Unverzichtbare Nation

Es sei höchste Zeit zu handeln, erklärte Sikorski mit einem Verweis auf die polnische Geschichte, wo verspätete Reformen zu Krise und Zerfall geführt hätten. Dabei komme Deutschland als „unverzichtbarer Nation“ der Gemeinschaft eine Schlüsselrolle zu – aller  internationaler Kritik an der Berliner Politik und allen Ängsten vor deutscher Dominanz zum Trotz. Über die bisherigen Sofortmaßnahmen hinaus bedürfe es neuer, substanzieller Integrationsschritte in der EU, bis hin zu einer weiteren Revision der Gemeinschaftsverträge, einem „new European Deal“. Ein Scheitern der Eurozone gefährde die Union insgesamt.
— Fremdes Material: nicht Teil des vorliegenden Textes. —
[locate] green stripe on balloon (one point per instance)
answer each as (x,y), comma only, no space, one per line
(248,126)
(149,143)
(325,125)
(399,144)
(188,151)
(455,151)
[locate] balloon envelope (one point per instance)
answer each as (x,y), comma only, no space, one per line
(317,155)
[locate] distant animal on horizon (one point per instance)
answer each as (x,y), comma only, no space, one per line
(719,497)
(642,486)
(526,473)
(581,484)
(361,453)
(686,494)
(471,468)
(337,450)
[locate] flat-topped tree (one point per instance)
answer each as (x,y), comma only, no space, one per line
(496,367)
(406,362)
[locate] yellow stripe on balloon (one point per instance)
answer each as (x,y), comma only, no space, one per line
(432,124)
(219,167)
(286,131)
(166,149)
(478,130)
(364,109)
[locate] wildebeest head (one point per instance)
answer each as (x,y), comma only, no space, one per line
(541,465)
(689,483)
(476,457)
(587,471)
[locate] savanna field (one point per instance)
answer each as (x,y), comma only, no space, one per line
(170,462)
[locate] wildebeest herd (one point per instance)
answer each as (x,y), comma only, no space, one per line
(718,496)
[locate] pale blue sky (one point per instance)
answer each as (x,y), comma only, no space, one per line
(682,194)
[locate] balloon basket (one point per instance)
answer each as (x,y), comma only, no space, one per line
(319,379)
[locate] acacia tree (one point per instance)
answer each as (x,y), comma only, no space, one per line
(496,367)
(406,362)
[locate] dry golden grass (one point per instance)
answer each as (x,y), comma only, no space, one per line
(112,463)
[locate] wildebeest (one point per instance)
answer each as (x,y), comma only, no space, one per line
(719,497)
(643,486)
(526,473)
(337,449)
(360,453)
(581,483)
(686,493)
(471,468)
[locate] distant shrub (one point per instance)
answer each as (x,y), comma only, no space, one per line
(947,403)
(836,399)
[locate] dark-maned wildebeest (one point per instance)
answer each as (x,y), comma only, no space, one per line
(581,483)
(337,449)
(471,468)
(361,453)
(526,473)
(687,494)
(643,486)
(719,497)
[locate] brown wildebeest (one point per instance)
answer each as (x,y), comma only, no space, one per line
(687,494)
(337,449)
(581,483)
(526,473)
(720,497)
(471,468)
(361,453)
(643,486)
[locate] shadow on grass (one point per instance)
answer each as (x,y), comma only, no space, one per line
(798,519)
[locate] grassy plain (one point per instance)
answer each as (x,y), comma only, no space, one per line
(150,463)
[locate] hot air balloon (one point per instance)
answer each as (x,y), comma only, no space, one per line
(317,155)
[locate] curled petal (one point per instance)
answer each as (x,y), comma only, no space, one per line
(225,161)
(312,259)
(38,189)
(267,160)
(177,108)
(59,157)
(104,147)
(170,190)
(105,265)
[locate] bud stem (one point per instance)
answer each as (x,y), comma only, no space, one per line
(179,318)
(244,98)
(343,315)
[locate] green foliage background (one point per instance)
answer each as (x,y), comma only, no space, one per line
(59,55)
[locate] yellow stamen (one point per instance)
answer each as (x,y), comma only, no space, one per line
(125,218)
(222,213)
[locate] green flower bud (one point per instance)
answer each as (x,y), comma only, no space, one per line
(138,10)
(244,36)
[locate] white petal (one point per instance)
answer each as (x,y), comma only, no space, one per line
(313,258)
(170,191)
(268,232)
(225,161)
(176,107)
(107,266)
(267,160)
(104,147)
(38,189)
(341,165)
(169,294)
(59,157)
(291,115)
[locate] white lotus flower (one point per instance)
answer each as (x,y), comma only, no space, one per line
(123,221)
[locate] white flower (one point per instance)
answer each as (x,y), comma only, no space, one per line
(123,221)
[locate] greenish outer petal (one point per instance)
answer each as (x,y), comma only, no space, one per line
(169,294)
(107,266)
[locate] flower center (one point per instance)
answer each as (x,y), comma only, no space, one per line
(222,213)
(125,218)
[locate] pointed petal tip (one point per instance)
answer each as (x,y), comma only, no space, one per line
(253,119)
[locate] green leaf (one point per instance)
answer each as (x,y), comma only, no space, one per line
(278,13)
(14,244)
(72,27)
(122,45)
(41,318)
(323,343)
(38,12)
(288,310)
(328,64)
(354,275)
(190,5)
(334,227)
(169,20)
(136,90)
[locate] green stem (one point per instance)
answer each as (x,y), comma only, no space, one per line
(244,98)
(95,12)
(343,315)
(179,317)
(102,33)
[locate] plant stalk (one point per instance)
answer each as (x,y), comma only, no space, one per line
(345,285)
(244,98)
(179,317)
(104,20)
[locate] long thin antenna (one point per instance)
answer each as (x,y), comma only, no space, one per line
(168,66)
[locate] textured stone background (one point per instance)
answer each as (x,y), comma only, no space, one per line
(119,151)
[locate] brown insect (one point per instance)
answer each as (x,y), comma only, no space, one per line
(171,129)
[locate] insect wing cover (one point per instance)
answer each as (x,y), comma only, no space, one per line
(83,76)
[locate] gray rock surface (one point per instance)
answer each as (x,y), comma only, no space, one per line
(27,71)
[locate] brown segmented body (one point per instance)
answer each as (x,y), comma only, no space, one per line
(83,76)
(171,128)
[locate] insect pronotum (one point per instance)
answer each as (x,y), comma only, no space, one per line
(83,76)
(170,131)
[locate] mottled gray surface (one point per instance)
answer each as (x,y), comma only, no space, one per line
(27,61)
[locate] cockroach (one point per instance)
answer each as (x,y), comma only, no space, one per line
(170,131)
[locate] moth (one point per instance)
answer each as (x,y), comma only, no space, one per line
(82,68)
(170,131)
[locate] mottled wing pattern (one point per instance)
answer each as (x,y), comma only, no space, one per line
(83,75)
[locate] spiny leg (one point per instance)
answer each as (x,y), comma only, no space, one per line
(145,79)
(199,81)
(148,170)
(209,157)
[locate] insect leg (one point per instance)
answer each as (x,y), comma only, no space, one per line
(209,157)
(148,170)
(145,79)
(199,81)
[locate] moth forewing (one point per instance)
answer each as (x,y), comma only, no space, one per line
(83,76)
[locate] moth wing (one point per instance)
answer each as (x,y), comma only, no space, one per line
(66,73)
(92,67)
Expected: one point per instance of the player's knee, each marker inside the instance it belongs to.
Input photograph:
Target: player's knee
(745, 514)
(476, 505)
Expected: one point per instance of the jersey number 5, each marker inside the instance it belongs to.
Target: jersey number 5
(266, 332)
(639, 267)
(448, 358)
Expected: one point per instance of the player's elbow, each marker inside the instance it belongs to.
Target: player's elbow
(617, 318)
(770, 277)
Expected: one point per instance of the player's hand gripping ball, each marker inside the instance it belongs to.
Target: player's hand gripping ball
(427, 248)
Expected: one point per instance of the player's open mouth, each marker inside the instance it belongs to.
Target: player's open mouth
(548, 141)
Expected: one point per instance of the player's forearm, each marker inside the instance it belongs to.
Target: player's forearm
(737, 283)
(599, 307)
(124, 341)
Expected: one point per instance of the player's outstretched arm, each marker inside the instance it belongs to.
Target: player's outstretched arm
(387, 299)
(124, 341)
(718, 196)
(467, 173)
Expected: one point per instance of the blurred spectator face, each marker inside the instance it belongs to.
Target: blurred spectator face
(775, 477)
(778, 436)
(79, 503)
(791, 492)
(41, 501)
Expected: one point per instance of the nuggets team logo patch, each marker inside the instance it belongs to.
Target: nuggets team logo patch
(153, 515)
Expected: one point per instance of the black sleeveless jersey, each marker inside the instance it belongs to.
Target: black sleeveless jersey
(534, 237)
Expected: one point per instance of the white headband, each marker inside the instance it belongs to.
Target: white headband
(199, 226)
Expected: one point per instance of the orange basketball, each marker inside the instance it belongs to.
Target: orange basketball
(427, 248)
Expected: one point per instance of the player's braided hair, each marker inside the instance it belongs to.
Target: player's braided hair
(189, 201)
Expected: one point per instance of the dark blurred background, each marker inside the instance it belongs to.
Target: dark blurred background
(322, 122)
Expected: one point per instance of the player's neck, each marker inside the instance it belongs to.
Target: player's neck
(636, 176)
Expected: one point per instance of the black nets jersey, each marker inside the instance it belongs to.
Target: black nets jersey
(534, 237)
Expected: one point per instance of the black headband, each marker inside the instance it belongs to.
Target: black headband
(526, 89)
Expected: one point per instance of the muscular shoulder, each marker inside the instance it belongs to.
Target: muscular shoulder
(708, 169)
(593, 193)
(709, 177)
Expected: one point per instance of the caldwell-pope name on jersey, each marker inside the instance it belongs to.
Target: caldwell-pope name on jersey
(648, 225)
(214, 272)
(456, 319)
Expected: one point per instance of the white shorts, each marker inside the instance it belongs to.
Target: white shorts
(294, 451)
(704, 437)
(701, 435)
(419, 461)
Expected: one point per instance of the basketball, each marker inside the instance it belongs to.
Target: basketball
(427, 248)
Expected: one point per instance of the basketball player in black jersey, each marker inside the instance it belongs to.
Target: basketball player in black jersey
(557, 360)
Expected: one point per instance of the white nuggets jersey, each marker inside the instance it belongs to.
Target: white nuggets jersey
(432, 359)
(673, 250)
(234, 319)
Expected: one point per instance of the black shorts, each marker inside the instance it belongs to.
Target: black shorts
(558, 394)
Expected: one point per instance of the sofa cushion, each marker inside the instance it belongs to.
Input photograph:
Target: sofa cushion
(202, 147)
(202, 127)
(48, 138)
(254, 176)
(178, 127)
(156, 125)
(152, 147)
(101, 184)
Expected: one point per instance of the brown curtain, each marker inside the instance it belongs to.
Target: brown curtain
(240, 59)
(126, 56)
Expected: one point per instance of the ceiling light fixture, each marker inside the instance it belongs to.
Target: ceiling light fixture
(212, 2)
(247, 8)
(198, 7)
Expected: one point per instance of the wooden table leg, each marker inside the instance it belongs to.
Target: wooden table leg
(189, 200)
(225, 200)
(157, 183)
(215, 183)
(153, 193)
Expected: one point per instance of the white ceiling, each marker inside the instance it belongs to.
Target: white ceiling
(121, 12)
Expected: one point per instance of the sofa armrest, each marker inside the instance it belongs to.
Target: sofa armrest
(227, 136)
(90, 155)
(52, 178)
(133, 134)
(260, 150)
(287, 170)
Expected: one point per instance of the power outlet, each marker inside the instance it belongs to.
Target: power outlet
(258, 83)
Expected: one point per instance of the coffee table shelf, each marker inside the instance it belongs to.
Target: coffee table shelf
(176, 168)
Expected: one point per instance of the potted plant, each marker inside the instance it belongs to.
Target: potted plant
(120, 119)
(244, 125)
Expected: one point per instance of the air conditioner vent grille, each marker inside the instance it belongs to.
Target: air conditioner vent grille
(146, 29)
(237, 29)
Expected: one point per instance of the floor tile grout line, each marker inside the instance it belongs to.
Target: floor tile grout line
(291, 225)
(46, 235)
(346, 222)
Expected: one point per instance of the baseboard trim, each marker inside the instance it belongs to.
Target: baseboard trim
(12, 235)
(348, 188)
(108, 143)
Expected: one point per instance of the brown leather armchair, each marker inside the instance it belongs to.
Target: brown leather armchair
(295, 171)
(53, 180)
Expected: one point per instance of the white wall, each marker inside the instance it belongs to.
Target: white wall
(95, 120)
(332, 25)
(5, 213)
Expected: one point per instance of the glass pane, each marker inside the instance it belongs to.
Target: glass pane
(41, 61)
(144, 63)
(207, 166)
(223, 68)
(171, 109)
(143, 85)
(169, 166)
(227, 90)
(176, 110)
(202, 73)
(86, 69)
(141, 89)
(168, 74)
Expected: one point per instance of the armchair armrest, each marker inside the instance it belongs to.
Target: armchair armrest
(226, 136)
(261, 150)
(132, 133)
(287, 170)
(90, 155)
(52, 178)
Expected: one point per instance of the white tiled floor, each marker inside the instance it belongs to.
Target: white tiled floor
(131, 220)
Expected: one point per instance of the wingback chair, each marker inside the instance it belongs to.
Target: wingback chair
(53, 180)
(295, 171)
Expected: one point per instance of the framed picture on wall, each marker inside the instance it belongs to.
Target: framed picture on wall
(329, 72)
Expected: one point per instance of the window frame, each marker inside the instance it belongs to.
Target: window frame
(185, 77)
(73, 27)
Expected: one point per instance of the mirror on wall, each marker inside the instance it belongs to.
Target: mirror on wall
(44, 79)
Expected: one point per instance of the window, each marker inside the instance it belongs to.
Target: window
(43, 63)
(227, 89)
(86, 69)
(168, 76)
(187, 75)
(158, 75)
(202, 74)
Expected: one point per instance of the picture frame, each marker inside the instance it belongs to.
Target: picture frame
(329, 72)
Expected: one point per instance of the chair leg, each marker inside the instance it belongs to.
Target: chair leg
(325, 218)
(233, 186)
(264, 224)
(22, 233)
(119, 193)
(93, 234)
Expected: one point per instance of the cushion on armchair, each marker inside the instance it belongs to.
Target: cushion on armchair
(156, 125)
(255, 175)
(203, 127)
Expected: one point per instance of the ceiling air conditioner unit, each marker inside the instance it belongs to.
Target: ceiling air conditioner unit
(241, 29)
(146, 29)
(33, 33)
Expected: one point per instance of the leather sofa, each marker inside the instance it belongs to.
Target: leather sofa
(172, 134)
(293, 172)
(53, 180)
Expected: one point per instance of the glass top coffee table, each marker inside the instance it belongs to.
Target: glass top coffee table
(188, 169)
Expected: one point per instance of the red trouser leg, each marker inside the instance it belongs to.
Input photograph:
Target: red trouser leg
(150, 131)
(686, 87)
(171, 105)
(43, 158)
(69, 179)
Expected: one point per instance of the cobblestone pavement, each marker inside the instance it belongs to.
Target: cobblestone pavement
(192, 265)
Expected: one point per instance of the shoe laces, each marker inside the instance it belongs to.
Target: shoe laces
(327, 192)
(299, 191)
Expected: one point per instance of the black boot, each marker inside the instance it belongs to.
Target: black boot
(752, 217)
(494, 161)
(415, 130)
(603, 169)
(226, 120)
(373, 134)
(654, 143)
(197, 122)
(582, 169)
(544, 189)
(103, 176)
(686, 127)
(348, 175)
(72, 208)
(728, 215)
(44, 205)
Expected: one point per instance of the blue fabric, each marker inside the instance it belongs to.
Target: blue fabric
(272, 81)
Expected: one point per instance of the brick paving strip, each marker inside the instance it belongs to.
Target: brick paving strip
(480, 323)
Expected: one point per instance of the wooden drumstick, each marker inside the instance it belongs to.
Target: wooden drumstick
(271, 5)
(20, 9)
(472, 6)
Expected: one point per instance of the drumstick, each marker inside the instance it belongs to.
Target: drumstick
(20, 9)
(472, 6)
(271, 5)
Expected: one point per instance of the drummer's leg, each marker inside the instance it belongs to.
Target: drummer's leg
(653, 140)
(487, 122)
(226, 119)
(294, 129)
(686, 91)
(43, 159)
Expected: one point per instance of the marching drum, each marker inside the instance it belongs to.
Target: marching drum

Nun gelte es, die gemeinschaftlichen Institutionen und Instrumente zu stärken, vor allem die Europäische Zentralbank – nicht nur für die Rettung angeschlagener Euro-Staaten, sondern auch für die Wahrung der Finanzdisziplin. Die EZB müsse zu einer „echten Zentralbank“ ausgebaut werden. Auf die deutschen Bedenken gegen eine derartige Erweiterung des Aufgabenspektrums der Bank entgegnete Sikorski: „Die Gefahr eines Kollaps der Eurozone ist derzeit größer als die Inflationsgefahr.“ Es sei nicht sicher, ob der EU-Binnenmarkt ohne den Euro überlebe. Auch die EU-Kommission müsse künftig über Sanktionsinstrumente gegenüber nationalen Haushaltssündern verfügen. Einer reformierten, deutlich verkleinerten Kommission könne künftig auch ein europäischer Finanzminister angehören, so der Minister auf eine Publikumsfrage.

Polen als Problemlöser

Wird Polen, obgleich noch nicht Mitglied der Eurozone, bei der Überwindung der Schuldenkrise und der Stabilisierung des Euro tatkräftig mithelfen? Keine Sorge, beantwortete Sikorsi die Frage, die sein deutscher Kollege Guido Westerwelle in der Anmoderation gestellt hatte: „Ein Scheitern der Eurozone stellt für Polen die größte Gefahr dar“. Sein Land werde in Kürze die Euro-Kriterien erfüllen und habe den Beitritt zur Eurozone fest im Blick, auch wenn die derzeitige Krise nicht unbedingt dazu beitrage, die Stimmung im Land gegenüber der Gemeinschaftswährung zu verbessern. Polen stehe nicht zuletzt dank einer konsequenten Reformpolitik wirtschaftlich gut da und weise erfreuliche Wachstumsraten auf – kurzum: „keine Quelle von Problemen, sondern ein Problemlöser“. Es werde Deutschland bei der Wahrnehmung seiner Führungsaufgabe in Europa unterstützen.